失速気味が良い

into-the-sky2007-05-30

 今朝は、やや生暖かい、ゆるい天候。神奈川の方では雨が降っていたようだが、自宅の周辺は晴れ間も出て、日が射していた。出勤した都心部は、昼頃から雨が降り出した。やはり、寒くもなく蒸し暑さもないし、風も弱い。消極的な雨雲は、去り方も消極的だから、回復も遅れそう。梅雨の時期も、近づいている。

 陽に焼けて赤くなった顔や腕は、すでに黒く落ち着いてきた。今年の夏は、できるだけ白く過ごそうと、淡々と予定していたのだが、残念な結果に終わった。喉の痛みは、徐々に回復してきた。今、仕事やその周囲や自分自身について、いろいろと考えていることが多い。これはもちろん、悩みでも不満でもない。雑然とした部屋の中のように、方々にやりかけのものが散在し、1つずつ片付けるということもしない、そんな様子に近い。これを格好良く“マルチタスク”と言えるか。たぶん、言えないな。若干のブラインドモードみたいだ。
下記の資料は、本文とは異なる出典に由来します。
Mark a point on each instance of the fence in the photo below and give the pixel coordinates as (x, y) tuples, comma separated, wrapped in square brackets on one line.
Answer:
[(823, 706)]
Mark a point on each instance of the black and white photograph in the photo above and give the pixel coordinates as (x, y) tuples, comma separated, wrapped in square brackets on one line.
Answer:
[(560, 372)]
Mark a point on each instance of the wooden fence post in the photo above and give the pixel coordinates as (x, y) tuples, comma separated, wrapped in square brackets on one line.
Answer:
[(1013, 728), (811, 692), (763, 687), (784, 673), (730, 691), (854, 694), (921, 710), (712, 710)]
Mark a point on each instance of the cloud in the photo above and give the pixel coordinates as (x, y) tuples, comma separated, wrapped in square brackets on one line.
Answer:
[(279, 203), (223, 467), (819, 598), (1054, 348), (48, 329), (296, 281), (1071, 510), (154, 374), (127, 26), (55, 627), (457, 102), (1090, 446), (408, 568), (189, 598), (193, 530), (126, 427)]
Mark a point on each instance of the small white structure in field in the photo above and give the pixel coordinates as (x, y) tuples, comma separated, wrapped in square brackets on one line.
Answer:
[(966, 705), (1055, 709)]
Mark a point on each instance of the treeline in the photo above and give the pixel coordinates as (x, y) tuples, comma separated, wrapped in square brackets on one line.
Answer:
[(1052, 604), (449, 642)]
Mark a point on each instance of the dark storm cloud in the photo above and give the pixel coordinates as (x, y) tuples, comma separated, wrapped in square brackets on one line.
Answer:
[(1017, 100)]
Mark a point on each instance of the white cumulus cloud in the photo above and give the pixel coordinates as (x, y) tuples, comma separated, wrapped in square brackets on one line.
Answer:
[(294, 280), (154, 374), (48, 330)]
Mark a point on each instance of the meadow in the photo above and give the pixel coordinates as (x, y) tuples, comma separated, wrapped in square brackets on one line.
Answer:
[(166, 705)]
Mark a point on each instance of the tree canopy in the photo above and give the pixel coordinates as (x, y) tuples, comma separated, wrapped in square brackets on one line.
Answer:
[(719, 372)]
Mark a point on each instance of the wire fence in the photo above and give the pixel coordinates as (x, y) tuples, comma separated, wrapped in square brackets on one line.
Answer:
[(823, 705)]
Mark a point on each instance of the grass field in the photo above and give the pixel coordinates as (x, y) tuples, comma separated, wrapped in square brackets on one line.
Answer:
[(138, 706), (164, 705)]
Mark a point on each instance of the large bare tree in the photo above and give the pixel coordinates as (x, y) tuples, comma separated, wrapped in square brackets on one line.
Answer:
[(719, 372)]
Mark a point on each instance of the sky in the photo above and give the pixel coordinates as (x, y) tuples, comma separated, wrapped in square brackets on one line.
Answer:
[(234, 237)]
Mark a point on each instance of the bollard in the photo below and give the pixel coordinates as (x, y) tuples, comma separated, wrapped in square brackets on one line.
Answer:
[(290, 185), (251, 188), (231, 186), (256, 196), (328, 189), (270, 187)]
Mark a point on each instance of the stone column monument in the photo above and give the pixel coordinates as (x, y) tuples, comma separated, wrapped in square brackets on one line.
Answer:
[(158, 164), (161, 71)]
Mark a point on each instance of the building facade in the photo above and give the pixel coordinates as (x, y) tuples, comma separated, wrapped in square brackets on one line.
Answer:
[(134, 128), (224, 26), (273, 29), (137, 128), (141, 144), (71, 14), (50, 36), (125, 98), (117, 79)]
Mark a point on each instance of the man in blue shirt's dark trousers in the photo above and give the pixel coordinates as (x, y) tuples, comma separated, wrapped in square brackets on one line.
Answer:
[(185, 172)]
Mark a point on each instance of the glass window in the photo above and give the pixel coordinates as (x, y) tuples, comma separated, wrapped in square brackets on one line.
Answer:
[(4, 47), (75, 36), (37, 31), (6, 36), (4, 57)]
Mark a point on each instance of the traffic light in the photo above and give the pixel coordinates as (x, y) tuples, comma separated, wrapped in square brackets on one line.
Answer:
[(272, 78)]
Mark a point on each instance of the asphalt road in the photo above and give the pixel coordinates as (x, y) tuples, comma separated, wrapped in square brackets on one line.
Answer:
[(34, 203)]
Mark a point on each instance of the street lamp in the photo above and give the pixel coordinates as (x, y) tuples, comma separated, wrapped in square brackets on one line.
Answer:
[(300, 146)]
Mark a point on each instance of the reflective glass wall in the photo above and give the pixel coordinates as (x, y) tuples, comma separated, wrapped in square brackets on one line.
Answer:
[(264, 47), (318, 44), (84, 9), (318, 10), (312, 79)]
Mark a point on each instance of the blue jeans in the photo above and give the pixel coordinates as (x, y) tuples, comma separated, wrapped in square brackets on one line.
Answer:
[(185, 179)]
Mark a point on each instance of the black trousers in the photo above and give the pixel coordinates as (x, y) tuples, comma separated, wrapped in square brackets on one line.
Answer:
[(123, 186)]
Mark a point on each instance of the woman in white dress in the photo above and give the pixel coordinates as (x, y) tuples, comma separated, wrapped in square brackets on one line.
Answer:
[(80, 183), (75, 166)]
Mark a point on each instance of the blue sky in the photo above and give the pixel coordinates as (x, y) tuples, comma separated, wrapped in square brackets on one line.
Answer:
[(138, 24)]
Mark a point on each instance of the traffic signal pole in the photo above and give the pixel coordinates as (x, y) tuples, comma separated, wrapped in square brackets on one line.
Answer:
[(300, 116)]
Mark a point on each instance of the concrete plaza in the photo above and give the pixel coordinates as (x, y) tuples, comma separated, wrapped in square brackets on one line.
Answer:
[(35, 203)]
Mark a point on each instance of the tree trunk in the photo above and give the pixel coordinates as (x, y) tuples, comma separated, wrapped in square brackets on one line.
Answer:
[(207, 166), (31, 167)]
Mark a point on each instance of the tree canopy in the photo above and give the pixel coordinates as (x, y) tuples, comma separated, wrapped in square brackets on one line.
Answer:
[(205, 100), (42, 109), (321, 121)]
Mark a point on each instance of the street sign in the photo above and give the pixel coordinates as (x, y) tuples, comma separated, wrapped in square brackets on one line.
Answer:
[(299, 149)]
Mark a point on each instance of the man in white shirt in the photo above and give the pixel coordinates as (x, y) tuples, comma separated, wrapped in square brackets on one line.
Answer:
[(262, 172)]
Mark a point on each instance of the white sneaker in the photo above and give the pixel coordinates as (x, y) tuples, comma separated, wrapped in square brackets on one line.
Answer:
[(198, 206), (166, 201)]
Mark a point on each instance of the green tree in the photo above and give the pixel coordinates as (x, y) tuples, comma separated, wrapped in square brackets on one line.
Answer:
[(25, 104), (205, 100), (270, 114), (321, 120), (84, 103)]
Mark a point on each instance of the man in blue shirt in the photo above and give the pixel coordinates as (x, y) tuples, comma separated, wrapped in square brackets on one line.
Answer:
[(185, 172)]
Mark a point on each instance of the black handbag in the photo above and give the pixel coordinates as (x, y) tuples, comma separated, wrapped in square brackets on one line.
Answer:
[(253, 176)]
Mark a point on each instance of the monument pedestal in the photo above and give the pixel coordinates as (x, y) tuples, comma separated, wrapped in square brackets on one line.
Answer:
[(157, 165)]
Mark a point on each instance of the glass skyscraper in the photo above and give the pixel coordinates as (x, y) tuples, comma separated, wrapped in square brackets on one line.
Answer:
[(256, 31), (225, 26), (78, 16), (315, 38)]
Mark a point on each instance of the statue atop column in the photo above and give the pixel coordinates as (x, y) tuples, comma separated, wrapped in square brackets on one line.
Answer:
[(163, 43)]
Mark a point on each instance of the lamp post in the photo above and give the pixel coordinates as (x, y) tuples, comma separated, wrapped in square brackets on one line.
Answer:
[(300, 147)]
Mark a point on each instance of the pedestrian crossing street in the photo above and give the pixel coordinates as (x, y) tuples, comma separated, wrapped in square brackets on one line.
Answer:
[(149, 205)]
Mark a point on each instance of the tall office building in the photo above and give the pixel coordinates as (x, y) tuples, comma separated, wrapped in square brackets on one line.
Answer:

 昨夜、ある人達と長時間いろいろな話をしていたら、「“文化”ってなんだろう」という流れになった。言葉としては、かなりメジャな部類に入るもので、方々で頻繁に使われている言葉だ。東京の、あるAMラジオ局の社名になっているほど。流れている放送内容は、まあ、極めて一般的なものではあって、とても、文化を問うものでも模索するものでもない。元々が教会から始まったからだろうか。つい最近まで、四谷にある元協会を改築した建物を使ってはいたけれど。
 そのような言葉に限って、実質的な意味を問うと、簡単には出てこない。僕は、疑問そのものよりも、文化というものは、戦後の数10年に渡っては強く、ここ10年程度は弱くなってきている、というイメージを持っている。これを一つの定義とすると、世の中の方向性や、人の見ているもの、という言葉で置き換わるものだろうと思う。“今の若者文化”なんて言い方もするわけで、それは主に、その世代の志向を示す言葉だから、やはり、およそ、そのような道理で間違いないと考えられる。
 戦後、“アメリカに追いつけ追い越せ”という言葉が、常套句のように頻繁に登場する社会の中で、文字通りそれを目標にして進んできた。経済的なある部分では、その通りになったし、社会は全体として裕福になり、人々の暮らしも随分と豊かになった。すると、その流れのスピードは、勢いを失い、方向も定まらなくなった。高低差の少ない平野部を通る河川のように、大きく蛇行したり、分流したり、また、場所によっては流れが滞り沼地になるように、それまでの目的意識は、弱くなり、形も変わった。そのような一過程にいわゆるバブル経済やその崩壊があり、源流からの供給も一時は減り、一段とスローペースになった社会は、我々に“個人主義”という言葉を強調した。概ね、そのような傾向に現在があると、散見されるわけである。断っておくが、今のこれらが、悪いと言っているわけではない。
 進む勢い、というか、一同が同じ方向に進むことで、周囲から観察される固まりではなく、個々の主張を軸として支えられるドームのような静的な固まりになっているのか。それは、文字通り、“虚勢を張る”ようなものだろう。けれど、そのカバーの下で、比較的自由に動き回り、たとえば金儲けへの奔走を始めると、打たれる杭のように、マスコミに騒がれ、様々を暴露され、社会から排他される。欧米では平常に行われている企業買収が、日本ではあたかもそれが否定されるように、失速を余儀なくされるわけである。
 大国を常に意識しそれを維持するように、他の国に影響を与えているアメリカの主義やその固まりが文化だとすると、日本はそれに追従するような文化そのものが、受け入れられない。少なくとも、今のところ、何を目指し、何を文化の定義にするのか、と推測しても、「美しい国」みたいな、もっぱら個人の主観であって、かつ、全体としてはかなり抽象的な言葉が、提示される。いや、この主張のなさが、文化だと言われれば、まあ、確かに・・・、と思わなくもない。
 ただ、今の時代のような、失速気味の状態の方が、周囲をより良く観察できるし、違う方向へも進み易い。これは多分、大多数の人が感じている一般論だろうから、そのうち、何らかの、形になって見えてくるに違いない。以前のディティールが強い文化は、ならないだろうけれども。